The Empress of the Desert: Zenobia of Palmyra

There were other strip-cartoons running across the same page, showing bald men in space-suits shooting other men with death-ray guns. Underneath these, again, was a group of men and women standing in a sun-lounge, with lots of big windows. Two of them had white clouds billowing from their mouths, with the following legends written on them:

‘That’s great, Steve. You take Thompson in the Bentley. Sir Bernard and I will stay here and wait for instructions from the boss.’

‘O.K. We’ll go as far as Stevenage on the main road. That’s forty miles from here. By the way, what about the man watching the house?’

At the bottom of the page there were also various games and riddles and one or two jokes, this kind of thing:

‘I’m a real paragon,’ a man wrote in his private diary. ‘I don’t drink. I don’t smoke. I don’t go to the theatre or the cinema, and I’m unswervingly faithful to my wife. I never so much as look at another woman. I go to bed every evening at eight o’clock, and get up and go to work at dawn. Every Sunday I attend church. But it’s all going to be very different once I get out of jail….’

When Besson had finished looking at all the pictures, and had read every caption, he took out his ball-point pen and did the crossword. He studied the clues for a moment, then began filling in the empty squares. Three across was ‘Signifies proximity’; Besson wrote ‘Here’. ‘Close pair’ produced ‘Tights’. ‘All the clues there if you follow them’ suggested ‘Thriller’. Ten across was ‘Spy with the field variety?’: Besson filled in ‘Glasses’. ‘Mutual absorption’ turned out to be ‘Osmosis’. Thirteen across, ‘Roussel had them all dancing right through his party’, defeated him. 1‘La Fontaine made one for the nymphs of Vaux’—‘Elegy’. He turned from Across to Down. ‘Completely effaced’ must be ‘Erased’, while ‘Accustomed to a new way of life’ was ‘Acclimatized’. Four down, ‘bare horror’, produced ‘Stark’, but ‘Scarcely more than skin and bone’ he left blank. ‘Saurians from tropical America’ were ‘Iguanas’. Thirteen down, ‘Arab water-hole’, was ‘Oasis’. ‘A hundred down here in Paris produces Roman dual’: Besson wrote ‘ii’. Nine down, ‘Money’s the surest one’, turned out to be ‘Investment’. ‘Sometimes broken in conversation’ was ‘Thread’.

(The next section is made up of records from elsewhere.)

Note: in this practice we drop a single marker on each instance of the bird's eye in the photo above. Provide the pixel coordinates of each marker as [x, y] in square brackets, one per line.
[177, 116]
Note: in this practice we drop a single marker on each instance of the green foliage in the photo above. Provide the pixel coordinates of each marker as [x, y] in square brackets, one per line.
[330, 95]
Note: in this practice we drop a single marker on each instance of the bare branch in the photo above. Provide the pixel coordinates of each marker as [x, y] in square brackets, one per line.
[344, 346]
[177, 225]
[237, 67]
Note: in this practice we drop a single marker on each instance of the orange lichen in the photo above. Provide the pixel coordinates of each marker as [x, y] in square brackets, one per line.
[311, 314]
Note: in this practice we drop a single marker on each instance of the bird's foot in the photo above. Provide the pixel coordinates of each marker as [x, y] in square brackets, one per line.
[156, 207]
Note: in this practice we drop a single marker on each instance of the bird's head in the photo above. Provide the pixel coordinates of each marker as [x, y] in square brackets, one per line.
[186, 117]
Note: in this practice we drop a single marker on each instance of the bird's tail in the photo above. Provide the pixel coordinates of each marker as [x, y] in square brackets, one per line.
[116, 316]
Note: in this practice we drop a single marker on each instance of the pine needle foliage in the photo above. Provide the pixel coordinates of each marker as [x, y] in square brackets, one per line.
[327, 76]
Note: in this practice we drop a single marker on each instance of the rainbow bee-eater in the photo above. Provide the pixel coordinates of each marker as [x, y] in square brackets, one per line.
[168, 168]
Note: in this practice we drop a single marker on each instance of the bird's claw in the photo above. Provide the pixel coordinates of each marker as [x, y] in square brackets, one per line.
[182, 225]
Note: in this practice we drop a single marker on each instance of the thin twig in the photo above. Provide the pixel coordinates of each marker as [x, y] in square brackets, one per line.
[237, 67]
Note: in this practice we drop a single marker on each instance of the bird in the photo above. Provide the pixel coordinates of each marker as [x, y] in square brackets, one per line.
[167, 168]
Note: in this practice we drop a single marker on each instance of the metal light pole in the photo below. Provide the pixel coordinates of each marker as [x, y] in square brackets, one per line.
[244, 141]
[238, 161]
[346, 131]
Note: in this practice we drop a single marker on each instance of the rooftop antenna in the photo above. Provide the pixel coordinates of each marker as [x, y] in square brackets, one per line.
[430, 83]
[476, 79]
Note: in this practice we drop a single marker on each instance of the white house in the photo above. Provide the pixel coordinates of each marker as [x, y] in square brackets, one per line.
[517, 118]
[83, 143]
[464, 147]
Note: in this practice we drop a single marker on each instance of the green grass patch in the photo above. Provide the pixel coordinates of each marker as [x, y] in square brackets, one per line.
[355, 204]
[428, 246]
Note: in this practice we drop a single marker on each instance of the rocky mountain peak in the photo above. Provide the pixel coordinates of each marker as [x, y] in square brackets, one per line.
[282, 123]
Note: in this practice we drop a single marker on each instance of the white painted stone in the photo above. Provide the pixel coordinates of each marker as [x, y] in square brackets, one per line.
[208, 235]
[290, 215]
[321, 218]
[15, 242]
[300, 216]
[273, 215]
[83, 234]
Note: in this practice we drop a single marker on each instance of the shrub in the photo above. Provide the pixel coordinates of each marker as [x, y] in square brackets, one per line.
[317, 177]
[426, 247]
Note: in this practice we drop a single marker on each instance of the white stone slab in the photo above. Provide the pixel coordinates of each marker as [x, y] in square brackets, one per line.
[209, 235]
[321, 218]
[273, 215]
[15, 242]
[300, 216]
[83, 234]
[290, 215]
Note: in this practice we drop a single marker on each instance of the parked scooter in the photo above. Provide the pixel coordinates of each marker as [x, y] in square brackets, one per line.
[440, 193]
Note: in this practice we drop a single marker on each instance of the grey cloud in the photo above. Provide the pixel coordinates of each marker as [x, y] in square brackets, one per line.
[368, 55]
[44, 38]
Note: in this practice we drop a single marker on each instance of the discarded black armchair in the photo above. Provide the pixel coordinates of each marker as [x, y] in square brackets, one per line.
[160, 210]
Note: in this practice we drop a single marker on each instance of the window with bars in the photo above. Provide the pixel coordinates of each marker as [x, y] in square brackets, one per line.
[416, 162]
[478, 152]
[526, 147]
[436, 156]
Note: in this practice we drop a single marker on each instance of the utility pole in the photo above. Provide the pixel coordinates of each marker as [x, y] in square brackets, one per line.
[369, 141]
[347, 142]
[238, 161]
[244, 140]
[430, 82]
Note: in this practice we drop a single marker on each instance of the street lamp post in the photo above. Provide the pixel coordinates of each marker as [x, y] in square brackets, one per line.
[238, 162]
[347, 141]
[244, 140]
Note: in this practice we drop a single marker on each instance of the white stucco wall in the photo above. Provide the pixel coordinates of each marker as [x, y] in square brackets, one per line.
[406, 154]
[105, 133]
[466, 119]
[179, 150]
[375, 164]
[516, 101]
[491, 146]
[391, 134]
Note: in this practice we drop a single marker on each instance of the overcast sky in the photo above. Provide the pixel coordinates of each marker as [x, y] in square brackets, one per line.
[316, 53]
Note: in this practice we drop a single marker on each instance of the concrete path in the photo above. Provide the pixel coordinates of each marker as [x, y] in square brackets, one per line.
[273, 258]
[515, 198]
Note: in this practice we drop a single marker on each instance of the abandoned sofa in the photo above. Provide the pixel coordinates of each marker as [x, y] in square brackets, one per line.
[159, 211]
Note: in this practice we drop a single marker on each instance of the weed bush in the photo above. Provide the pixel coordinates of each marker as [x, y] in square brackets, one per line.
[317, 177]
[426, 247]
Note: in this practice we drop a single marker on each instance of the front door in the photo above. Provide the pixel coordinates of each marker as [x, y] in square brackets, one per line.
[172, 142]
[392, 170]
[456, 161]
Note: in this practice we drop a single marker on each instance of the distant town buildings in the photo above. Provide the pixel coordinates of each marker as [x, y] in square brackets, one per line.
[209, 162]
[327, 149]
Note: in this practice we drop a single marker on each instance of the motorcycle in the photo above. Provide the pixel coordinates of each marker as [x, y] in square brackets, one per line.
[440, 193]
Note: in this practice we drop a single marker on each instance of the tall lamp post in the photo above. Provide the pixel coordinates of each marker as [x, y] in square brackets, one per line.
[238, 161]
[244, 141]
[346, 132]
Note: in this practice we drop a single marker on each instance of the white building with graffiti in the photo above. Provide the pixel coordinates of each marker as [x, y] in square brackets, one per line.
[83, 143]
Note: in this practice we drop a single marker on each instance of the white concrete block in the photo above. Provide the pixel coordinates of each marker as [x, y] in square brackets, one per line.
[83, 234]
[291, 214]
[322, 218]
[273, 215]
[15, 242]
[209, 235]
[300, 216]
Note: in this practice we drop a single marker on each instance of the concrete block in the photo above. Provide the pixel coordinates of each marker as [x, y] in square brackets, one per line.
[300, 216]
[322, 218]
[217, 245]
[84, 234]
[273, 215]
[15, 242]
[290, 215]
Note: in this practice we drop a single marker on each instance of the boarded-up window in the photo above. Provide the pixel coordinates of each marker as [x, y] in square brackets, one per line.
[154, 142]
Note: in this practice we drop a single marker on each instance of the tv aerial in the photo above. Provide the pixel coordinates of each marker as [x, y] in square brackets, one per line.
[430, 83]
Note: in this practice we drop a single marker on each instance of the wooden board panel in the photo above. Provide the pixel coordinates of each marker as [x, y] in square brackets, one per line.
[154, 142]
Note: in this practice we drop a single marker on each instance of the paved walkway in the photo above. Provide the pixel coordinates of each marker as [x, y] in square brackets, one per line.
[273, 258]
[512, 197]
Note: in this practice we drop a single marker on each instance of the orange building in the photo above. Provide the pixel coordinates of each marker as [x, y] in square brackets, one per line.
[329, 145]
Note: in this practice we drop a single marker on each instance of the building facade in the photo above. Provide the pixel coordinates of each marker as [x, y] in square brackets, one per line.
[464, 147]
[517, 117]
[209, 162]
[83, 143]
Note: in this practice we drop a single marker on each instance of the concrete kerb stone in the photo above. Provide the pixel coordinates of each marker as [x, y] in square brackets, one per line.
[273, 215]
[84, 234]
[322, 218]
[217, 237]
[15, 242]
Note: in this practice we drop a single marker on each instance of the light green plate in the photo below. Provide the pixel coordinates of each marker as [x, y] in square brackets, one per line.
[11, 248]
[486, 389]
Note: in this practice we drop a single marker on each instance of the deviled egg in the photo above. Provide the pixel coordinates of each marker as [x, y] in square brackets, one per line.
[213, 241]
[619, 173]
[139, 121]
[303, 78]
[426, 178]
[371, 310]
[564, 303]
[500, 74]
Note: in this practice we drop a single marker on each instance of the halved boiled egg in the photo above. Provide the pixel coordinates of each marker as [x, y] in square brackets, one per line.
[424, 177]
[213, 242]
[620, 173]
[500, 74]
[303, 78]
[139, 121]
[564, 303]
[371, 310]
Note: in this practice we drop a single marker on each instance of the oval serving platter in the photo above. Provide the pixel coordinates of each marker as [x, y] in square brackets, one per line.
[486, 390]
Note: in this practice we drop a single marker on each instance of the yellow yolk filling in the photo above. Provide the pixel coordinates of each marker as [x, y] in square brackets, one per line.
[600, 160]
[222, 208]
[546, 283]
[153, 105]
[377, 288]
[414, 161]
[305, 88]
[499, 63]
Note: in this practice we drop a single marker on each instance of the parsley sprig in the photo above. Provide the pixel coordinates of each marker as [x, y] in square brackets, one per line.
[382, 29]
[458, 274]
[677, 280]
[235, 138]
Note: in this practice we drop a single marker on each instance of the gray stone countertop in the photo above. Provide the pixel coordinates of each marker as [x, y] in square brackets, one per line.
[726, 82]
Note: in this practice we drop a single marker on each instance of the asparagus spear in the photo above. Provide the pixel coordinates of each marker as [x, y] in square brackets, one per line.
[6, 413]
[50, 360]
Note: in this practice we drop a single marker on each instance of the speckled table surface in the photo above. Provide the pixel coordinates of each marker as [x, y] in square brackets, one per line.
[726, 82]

Besson passed a good half-hour in this way. Then he got up and walked across to the right-hand window. It was a large window, taller than it was wide, with eight panes of glass mounted in a brown wooden framework. The fourth pane up was cracked from top to bottom. The sixth vibrated very faintly. Besson looked out through the third at the houses and street, the passing scene before him. Through the fine drizzle tiny figures, old and young, men and women, were hurrying to and fro. Cars slid to a stop at the cross-roads, changed gear, moved off again. From time to time someone would sound his horn, a sharp and generally brief blaring note which produced no echo. It was a familiar and superficially peaceful scene. Yet all the same there was something disturbing about it. To be high up in this apartment block offered security of a kind, but not for ever. The tide of activity gradually surrounded you, cut you off without your noticing it. Its clamorous, eddying flow constantly wore away the walls of the building, rubbing off fragments of plaster, tiny bits of stone, loose flakes of ochre-coloured paint. These men skulking along the sidewalks were not as inoffensive as they looked. Their lowered heads concealed murderous thoughts, and it would take very little — a revolution, for instance, a simple upsurge of mob fury — to bring them out. They would advance like a horde of voracious ants, and gather in crowds under the windows, shouting and waving their fists, screaming for blood. They would surge up every stairway, break down all the doors, and strike without mercy, again and again, great razorish slashes, till finally each head fell free from its body, the neck one red and gaping wound, the life-blood ebbing away.